Colposcopy is a diagnostic procedure using a special microscope called a colposcope to inspect a woman's cervix or vagina for abnormal cells.
This test may be arranged if there are concerns after a routine cervical screening test.
This additional test may be carried out in around 1 in 100 cervical screening tests where moderate, or in about 1 in 200 cervical screening tests where severe, cell changes are found that are suspicious and may need treatment to reduce the risk of cervical cancer developing.
Apart from follow-up from routine screening, colposcopy may be recommended for symptoms such as unexplained vaginal bleeding, inflamed cervix, polyps and cysts, or genital warts on the cervix.
The clinic carrying out the test needs to know whether your period is due, and may need to rebook the appointment.
You may be advised to take panty liners to the appointment, as there can be discharge afterwards. Additional aftercare instructions will be given.
The procedure will be carried out by a specially trained colposcopist.
The test is done lying on a special bed, undressed from the waist down, with knees bent, with leg supports if needed.
Similar to cervical screening, a speculum is used to open and hold open the vagina.

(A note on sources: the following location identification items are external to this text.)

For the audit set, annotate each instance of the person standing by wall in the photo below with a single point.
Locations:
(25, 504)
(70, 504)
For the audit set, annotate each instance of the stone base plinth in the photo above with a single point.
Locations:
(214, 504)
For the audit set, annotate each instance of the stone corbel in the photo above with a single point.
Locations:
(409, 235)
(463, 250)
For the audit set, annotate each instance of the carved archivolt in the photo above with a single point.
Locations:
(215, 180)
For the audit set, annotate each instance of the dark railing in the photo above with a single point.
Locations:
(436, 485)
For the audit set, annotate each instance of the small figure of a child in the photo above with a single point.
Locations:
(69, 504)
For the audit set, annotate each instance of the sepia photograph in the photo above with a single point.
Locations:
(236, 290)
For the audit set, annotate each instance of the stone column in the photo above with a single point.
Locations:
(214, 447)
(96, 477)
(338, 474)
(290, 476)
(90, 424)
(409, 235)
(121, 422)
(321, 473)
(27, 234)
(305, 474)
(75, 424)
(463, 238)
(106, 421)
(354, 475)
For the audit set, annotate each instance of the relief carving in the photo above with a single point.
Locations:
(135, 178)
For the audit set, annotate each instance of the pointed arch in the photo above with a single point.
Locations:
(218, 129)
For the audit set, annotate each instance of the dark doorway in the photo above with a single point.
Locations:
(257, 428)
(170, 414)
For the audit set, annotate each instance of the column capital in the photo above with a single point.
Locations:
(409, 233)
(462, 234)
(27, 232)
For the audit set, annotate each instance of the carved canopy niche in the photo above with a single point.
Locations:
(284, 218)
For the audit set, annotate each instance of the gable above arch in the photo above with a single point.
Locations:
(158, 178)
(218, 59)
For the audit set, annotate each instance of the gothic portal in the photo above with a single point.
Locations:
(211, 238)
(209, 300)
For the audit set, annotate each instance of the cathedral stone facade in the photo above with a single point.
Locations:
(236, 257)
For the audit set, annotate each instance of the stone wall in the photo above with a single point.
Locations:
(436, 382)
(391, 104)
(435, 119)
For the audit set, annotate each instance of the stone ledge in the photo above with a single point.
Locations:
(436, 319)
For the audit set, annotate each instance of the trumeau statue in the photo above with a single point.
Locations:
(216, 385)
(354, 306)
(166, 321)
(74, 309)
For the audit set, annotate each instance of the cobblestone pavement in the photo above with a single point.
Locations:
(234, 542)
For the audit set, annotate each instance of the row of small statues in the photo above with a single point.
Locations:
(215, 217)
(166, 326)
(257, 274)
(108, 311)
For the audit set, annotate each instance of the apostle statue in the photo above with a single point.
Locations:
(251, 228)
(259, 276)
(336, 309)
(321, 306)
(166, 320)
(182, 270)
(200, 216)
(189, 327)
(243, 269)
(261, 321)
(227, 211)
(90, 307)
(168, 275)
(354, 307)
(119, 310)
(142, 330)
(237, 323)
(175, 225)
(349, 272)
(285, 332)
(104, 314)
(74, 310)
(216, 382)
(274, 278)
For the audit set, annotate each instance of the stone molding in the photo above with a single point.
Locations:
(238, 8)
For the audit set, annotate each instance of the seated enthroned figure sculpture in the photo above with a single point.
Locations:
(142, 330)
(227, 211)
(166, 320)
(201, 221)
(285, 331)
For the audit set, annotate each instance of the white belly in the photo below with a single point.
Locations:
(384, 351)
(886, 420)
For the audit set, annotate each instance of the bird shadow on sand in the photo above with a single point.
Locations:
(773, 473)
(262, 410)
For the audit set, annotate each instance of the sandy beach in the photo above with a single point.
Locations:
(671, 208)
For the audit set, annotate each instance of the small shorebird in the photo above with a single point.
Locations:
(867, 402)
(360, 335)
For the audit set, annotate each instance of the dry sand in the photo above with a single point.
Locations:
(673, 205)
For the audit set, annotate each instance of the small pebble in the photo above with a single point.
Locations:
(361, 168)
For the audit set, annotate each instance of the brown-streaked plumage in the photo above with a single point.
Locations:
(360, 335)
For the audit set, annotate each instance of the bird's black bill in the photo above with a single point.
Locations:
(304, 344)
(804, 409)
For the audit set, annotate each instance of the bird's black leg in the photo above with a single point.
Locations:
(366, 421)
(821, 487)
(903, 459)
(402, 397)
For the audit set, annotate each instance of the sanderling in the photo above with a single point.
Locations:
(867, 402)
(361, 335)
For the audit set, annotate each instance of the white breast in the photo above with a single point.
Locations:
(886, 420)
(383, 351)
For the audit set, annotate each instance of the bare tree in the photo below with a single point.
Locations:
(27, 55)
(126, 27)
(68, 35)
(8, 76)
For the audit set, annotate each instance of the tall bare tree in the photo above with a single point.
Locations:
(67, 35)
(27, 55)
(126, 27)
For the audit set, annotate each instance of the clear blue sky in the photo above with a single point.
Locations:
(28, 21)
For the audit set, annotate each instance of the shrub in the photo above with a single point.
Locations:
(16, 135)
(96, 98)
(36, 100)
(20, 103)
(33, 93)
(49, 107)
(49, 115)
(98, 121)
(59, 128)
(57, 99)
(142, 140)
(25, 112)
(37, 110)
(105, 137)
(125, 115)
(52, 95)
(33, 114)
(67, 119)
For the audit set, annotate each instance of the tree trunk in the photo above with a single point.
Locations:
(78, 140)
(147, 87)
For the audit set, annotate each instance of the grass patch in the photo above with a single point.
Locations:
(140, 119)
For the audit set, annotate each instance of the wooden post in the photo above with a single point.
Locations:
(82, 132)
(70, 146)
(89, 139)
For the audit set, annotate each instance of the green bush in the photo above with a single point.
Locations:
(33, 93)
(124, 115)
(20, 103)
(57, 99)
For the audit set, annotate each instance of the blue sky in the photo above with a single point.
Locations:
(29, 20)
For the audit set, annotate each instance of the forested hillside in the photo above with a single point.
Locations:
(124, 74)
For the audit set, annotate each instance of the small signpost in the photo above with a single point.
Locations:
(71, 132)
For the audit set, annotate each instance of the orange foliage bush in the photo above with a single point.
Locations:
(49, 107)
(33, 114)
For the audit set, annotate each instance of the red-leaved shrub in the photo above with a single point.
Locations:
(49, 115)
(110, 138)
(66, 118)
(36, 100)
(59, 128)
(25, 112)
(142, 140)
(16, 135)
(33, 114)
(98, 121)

A dye or stain may be used on the cervix to make any abnormal cells easier to see.
The colposcope is used to look at the cervix from outside of the vagina.
If abnormal cells are suspected, a tissue sample ( biopsy) is taken for laboratory testing.
The results of the colposcopy may be given through the doctor who arranged the test, or in some cases abnormal cells may be treated during the colposcopy procedure itself.